MSHSL changes spectator rules for indoor events after facing lawsuit

"This is a perfect example of individuals knowing how to run their lives better than any bureaucracy."

MSHSL/Facebook

The Minnesota State High School League has updated its guidelines regarding spectators at indoor events.

In a civil lawsuit filed Oct. 5, the parents of four Minnesota high school athletes sued MSHSL over spectator restrictions regarding fall sports. As of Thursday, MSHSL has now changed one of the rules addressed by the plaintiffs in the lawsuit.

According to MSHSL’s Facebook post on the updated guidance, the new “Capacity Requirements” for indoor events allow “up to a total allocation of two spectators per participant.” Spectator groups/households must be six feet apart from other spectator groups. The total capacity indoors must not be over 25%, including activity participants if they cannot be separated from spectators by at least 12 feet.

Previously, MSHSL allowed no spectators for indoor events.

MSHSL is requiring schools to leave ample time for events in order to limit the amount of time spent gathering in groups while not watching the sport or activity. The guidelines say, “[Schools] must establish staggered admission-times, entry-times and durations to minimize overlap and congregating of spectators at choke-points (e.g. access points, security check-points, admission areas, concession areas).”

The updated guidelines also say that, “depending on the size of the venue,” some indoor events may allow only one spectator per participant. Schools must require pre-registration and must take contact information “so that quick notification can be done if an individual develops COVID-19.”

Rep. Jeremy Munson, R-Lake Crystal, gave his response to the new spectator rules.
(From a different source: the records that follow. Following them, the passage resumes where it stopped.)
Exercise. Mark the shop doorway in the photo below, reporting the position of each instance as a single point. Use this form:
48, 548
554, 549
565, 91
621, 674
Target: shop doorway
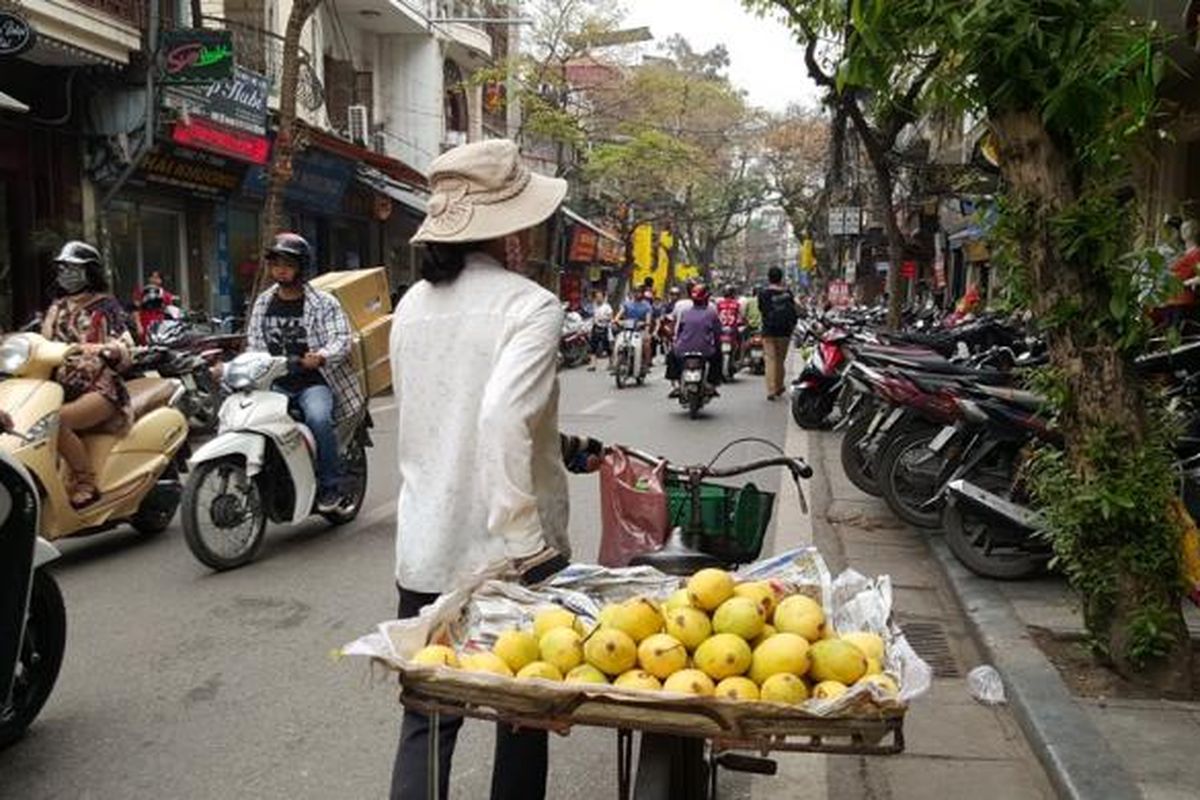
144, 239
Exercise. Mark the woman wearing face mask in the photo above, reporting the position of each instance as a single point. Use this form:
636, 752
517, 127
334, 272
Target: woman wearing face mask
95, 396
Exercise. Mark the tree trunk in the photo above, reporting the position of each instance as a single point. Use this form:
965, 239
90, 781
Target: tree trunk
279, 173
1101, 392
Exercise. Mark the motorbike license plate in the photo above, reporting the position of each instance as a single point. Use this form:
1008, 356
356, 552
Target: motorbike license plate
942, 437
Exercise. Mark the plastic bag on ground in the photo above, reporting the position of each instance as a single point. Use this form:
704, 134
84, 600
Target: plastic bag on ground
985, 685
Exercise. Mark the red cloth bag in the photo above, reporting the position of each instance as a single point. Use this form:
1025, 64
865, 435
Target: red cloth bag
633, 507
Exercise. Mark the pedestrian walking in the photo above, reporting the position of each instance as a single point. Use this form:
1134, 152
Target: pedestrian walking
777, 304
474, 352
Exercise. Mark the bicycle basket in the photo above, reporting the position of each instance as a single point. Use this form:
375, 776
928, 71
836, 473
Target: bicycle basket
733, 519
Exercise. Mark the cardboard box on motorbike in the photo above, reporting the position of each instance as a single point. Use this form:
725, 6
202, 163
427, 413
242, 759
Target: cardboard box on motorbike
366, 299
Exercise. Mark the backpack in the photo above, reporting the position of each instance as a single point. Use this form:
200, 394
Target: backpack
778, 307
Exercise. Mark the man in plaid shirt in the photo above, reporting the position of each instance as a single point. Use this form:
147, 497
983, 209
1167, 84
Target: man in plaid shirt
309, 326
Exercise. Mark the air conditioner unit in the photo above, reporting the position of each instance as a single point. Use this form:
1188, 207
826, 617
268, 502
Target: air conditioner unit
359, 119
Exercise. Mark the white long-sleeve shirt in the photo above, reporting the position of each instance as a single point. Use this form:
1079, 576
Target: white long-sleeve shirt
481, 475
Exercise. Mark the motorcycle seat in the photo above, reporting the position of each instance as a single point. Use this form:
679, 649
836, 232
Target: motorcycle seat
1026, 400
149, 394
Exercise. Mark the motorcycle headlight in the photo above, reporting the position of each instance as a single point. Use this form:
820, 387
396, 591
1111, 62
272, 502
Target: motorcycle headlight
244, 373
15, 353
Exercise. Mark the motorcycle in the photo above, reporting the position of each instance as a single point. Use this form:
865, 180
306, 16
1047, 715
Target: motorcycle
33, 618
137, 471
694, 390
629, 362
573, 346
261, 465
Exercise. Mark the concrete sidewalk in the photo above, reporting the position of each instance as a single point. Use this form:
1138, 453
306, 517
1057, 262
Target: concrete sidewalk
957, 747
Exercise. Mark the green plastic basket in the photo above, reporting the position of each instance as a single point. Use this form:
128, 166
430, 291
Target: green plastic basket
735, 518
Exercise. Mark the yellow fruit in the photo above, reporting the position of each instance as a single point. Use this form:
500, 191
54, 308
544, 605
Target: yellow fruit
828, 690
436, 655
517, 648
486, 661
586, 674
639, 617
709, 588
540, 669
767, 632
661, 655
802, 615
784, 687
724, 655
689, 625
689, 681
611, 651
761, 593
563, 648
550, 618
886, 683
737, 689
637, 679
837, 660
739, 615
678, 599
783, 653
871, 644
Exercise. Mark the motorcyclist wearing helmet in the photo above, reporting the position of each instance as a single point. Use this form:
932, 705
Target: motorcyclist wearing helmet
699, 330
150, 305
93, 390
307, 325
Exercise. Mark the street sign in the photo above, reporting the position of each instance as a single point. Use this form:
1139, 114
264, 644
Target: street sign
196, 55
845, 220
16, 34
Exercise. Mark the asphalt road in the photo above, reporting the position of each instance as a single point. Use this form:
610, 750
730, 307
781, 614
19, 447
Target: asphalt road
180, 683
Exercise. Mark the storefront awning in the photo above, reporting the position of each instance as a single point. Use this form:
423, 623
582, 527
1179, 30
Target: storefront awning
402, 193
10, 103
577, 218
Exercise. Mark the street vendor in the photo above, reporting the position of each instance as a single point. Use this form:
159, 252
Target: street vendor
481, 464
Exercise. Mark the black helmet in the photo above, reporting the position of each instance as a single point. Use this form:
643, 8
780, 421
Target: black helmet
293, 247
77, 252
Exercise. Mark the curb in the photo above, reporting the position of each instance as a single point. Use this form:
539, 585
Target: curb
1077, 758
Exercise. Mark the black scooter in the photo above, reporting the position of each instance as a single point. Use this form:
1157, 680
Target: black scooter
33, 619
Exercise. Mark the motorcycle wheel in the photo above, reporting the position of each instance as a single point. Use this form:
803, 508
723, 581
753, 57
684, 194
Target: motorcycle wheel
909, 476
855, 462
810, 409
355, 483
41, 656
225, 517
973, 541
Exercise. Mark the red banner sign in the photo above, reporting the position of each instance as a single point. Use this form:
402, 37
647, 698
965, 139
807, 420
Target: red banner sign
205, 136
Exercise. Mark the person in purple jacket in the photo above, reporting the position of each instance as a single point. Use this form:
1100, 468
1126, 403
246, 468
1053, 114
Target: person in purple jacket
697, 330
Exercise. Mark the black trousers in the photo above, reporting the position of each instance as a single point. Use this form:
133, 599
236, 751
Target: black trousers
519, 765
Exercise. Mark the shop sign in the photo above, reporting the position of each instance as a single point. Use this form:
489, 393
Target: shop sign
583, 245
204, 136
16, 34
196, 55
191, 170
318, 181
238, 102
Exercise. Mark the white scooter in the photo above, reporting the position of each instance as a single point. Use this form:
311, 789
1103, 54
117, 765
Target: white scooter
33, 619
262, 465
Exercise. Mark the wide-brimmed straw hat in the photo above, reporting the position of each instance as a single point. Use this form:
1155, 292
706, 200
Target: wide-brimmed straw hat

“Frankly, the fact that the MSHSL ever deprived parents of the right to support their children is wrong. Nevertheless, I am glad this problem was corrected,” Munson said.
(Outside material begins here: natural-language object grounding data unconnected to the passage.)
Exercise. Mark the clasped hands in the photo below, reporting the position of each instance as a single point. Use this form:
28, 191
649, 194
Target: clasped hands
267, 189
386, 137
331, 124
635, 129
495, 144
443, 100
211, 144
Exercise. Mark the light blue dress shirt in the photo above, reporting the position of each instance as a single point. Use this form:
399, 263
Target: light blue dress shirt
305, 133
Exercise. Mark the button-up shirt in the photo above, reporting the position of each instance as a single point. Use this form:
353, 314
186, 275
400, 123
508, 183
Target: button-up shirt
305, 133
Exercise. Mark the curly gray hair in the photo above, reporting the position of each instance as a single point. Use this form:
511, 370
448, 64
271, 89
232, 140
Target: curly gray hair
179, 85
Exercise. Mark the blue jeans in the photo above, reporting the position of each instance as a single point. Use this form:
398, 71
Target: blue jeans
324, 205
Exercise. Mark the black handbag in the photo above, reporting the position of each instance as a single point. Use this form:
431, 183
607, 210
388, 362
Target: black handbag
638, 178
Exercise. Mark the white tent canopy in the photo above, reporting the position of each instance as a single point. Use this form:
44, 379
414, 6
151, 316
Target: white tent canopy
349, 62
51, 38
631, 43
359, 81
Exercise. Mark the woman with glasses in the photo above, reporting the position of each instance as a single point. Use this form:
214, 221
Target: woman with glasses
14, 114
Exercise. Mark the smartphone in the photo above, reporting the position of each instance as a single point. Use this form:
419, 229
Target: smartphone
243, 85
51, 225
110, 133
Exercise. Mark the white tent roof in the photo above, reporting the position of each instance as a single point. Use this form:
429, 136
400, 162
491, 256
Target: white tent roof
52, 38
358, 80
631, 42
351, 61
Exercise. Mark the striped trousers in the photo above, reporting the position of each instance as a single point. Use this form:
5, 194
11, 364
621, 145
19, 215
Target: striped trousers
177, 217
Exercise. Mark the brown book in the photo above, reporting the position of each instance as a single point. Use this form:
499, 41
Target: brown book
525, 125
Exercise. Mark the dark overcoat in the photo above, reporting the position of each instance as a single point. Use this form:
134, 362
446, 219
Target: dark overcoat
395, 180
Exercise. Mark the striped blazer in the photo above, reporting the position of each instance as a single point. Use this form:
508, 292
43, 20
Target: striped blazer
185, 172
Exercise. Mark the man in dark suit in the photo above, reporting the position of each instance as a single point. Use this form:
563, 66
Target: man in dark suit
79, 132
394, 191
He also expressed pride for those who pushed back against the limiting rules. “Sporting events are about supporting each other and sharing community. In times such as these, we should not be depriving families of the ability to cheer each other on. As such, I am so proud of the parents who stood up to the MSHSL and won,” Munson said.

Rep. Tim Miller, R-Prinsburg, said the credit for the change “belongs to the families who stood up and advocated for their communities.”

“I previously sent a letter to the MSHSL and the Department of Education asking them to allow parents to attend sports events. Both organizations wield immense authority on these issues,” he said. “However, this is a perfect example of individuals knowing how to run their lives better than any bureaucracy.”